Ideally, your namespace should contain classes that are all about maintaining one related group of tasks, for example: You might have a namespace combat which contains logic for fighting, and weapon definitions, a ‘namespace movement’ which contains logic for movement, etc.

Also ideal within a namespace is a principle that there are as few as possible public entry points into the namespace functions and as much logic as possible is kept private, or internal to the namespace. Unfortunately, the keyword that Microsoft came up with for keeping things internal means that it’s internal to the assembly and not internal the namespace.

This means that an ideal solution would be combining namespaces with assemblies… This opens up the internal scope definition, meaning that a class can have information only accessible to other classes within the namespace, but not outside of the namespace.

Even without Assembly definitions, if you stick to your guns, and reference as little as possible in other classes and namespace – just what you need and follow the Law of Demeter, you can avoid some of the pitfalls of namespace pollution.

Now for applying the namespace pollution issue to Singletons… This is a larger problem for C++ than C# because of the way linking rules apply. It’s very easy for your Singleton to become more than a scoreboard or a link to the player. Let’s take a PlayerController singleton, for example:

Suppose you have a PlayerController class that is made into a Singleton, so you can keep moving the player around from scene to scene. It’s not as far fetched as it sounds, I can think of one project off the top of my head here at GameDev that uses exactly that model.
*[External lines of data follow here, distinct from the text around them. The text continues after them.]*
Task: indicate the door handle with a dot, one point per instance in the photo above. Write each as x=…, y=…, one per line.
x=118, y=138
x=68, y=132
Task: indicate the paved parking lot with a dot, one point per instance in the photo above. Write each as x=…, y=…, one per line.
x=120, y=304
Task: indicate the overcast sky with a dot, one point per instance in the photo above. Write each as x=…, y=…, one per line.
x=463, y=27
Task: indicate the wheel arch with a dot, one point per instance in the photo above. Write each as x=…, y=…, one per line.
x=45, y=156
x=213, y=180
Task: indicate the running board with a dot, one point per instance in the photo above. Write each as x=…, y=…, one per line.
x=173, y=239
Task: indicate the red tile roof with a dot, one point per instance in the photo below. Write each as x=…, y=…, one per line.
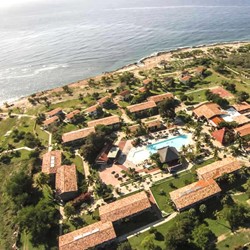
x=218, y=168
x=66, y=179
x=243, y=130
x=54, y=112
x=110, y=120
x=51, y=162
x=50, y=120
x=124, y=207
x=141, y=106
x=72, y=114
x=194, y=193
x=88, y=237
x=159, y=98
x=77, y=134
x=219, y=135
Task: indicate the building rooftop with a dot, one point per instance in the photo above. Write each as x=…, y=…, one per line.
x=124, y=207
x=66, y=179
x=243, y=130
x=87, y=237
x=159, y=98
x=241, y=107
x=218, y=168
x=208, y=110
x=77, y=134
x=194, y=193
x=50, y=120
x=110, y=120
x=72, y=114
x=141, y=106
x=51, y=161
x=54, y=112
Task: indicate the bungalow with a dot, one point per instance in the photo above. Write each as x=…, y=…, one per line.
x=243, y=130
x=70, y=116
x=77, y=135
x=218, y=168
x=51, y=162
x=152, y=123
x=194, y=193
x=66, y=182
x=199, y=71
x=112, y=121
x=126, y=207
x=92, y=236
x=208, y=111
x=92, y=111
x=160, y=98
x=242, y=108
x=54, y=120
x=170, y=156
x=54, y=112
x=141, y=108
x=124, y=95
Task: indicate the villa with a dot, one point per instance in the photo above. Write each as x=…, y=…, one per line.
x=242, y=108
x=51, y=162
x=112, y=121
x=70, y=116
x=141, y=108
x=77, y=135
x=94, y=235
x=66, y=182
x=126, y=207
x=211, y=112
x=170, y=156
x=91, y=111
x=194, y=193
x=54, y=112
x=54, y=120
x=218, y=168
x=160, y=98
x=243, y=130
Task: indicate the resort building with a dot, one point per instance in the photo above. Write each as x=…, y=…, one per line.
x=66, y=182
x=54, y=112
x=51, y=162
x=218, y=168
x=210, y=112
x=194, y=193
x=170, y=156
x=142, y=108
x=152, y=123
x=92, y=111
x=112, y=121
x=243, y=130
x=95, y=235
x=160, y=98
x=70, y=116
x=52, y=121
x=77, y=135
x=126, y=207
x=242, y=108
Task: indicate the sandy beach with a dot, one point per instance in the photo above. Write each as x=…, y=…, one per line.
x=146, y=63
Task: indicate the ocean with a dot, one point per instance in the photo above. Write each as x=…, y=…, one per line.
x=45, y=43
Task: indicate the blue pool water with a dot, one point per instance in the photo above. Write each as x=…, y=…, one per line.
x=177, y=142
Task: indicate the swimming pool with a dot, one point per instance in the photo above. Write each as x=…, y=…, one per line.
x=177, y=142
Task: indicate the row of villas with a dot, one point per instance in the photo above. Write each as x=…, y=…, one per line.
x=206, y=188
Now our PlayerController Singleton might be in a namespace Control, but it undoubtedly contains links and references to other namespaces

using UnityEngine;
using Movement;
using Combat;
using Vitals;

public namespace Control
{
    public class PlayerController : MonoBehaviour
    {
         public static PlayerController instance;
         private Mover mover; //from namespace Movement
         private Fighter fighter; //from namespace Fighter
         
         void Awake()
         {
               if(instance!=null)
               {      
                    destroy gameObject;
                    return;
                }
                else
                {
                      instance = this;
                      DontDestroyOnLoad(gameObject);
                 }
                 fighter = GetComponent<Fighter>();
                 mover = GetComponent<Mover>();
          }
     }
}

Now I’m not going to complete the class here, as it’s not neccessary for what I want to demonstrate. Often, we’ll get hold of the Player’s gameObject by calling

PlayerController.instance.gameObject;

This seems harmless enough, and all you would need to add to your usings clauses in whatever class you have is

using Control;

Here’s where it gets tricky. Suppose you’re only getting that reference to the player so that you can get an Inventory component off of the Player…

using Control;
using Inventories;

public class InventoryUI:MonoBehaviour
{
    Inventory inventory; //In namespace Inventories
    
     void Awake()
     {
          inventory = PlayerController.instance.GetComponent<Inventory>();
      }
}

This looks harmless enough, but in addition to linking to the Control class, linker also has to wade through the Combat and Movement namespaces when our class isn’t interested in either of these two classes.

It’s actually not a huge issue in C# because the linker should prune these references at compile time (though there is still that time to do that). In C++, it’s a bigger deal as the compiler will be reading the relevant includes each time you do this. The linker will likely prune them, but not before they’ve been read extra times.

This isn’t saying all Singletons are evil, but we need to be mindful of the things we’re doing that we think are saving time and code that could actually be creating more work for the compiler/linker, and we could be opening ourselves up for more unintended cross references.

This topic was automatically closed 24 hours after the last reply. New replies are no longer allowed.